SAP shares lost over 12% in a week, trading near 12-month lows, even as analysts see 50% upside and the company invests billions in AI and India cloud.

SAP Stock Plunges 47% from Peak Despite $1B AI Bet and India Cloud Expansion
SAP’s - SAP’s €1 Billion AI Wager and India Data Centre Fail to Arrest a 12% Weekly Rout 13.06.2026 - Bild: über boerse-global.de

The software giant is spending heavily on artificial intelligence and expanding its cloud footprint in India, yet its shares have been hammered hard. SAP lost more than twelve per cent of its market value last week alone, closing at €141.52—a stark 47 per cent collapse from the 52-week peak of €266.00 touched in July 2025. Year to date, the stock is down roughly 30 per cent.

The sell-off has been so severe that the share price now sits just four per cent above the 12-month trough of €135.52, hit on 13 May 2026. The relative strength index stands at 39.4, signalling technical weakness without having slipped into oversold territory. Yet on Wall Street, the mood could hardly be more different. In June, 38 analysts slapped buy ratings on the stock, with the average price target set at €211.05—implying upside potential of nearly 50 per cent from current levels. Even the most cautious voice, J.P. Morgan, which rates SAP as neutral with a €175 target, still sees meaningful room to rise.

Management has not been idle during the rout. The company opened a new data centre in India to meet surging demand from local enterprises for cloud solutions that respect data sovereignty and security requirements. India is a top-growth market for business software, and SAP is coupling the infrastructure push with artificial intelligence tools: in June 2026 it launched “Joule in SAP for Me,” an AI-powered gateway that provides users with insights and support directly within the platform.

Should investors sell immediately? Or is it worth buying SAP?

The AI ambition goes far beyond a single product. In early May, SAP closed the acquisition of software provider Reltio, and it plans to buy US data platform Dremio in the third quarter of 2026. At the heart of the strategy lies Freiburg-based startup Prior Labs, with which SAP has signed a binding agreement to invest more than €1 billion over the next four years to develop specialised AI models for structured enterprise data. To fund this shopping spree, the group placed a €3.5 billion euro bond in late May, the net proceeds earmarked for general corporate purposes and future acquisitions. At the same time, a massive share buyback programme—worth up to €10 billion and running through 2027—remains active.
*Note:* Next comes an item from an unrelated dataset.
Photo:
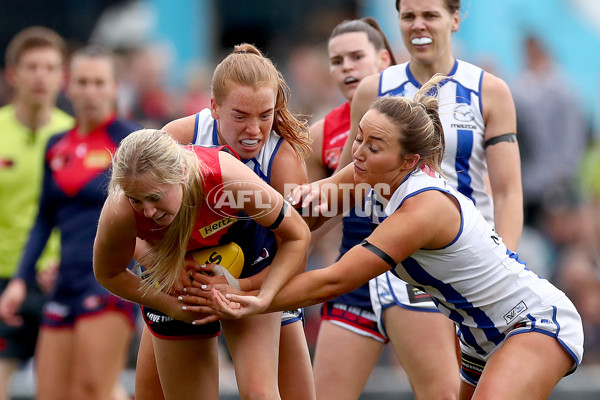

Investors, however, seem to need more convincing. The company is currently in a quiet period ahead of second-quarter results due in July, forcing traders to rely on first-quarter figures. In Q1, the cloud order backlog grew 20 per cent, and management has reaffirmed its full-year guidance: currency-adjusted cloud revenue of roughly €26 billion and free cash flow of €10 billion in 2026. Whether the India data centre, the Prior Labs deal and the analyst enthusiasm can halt the slide will ultimately hinge on whether SAP can convert these heavy investments into accelerating cloud revenue growth when it next reports.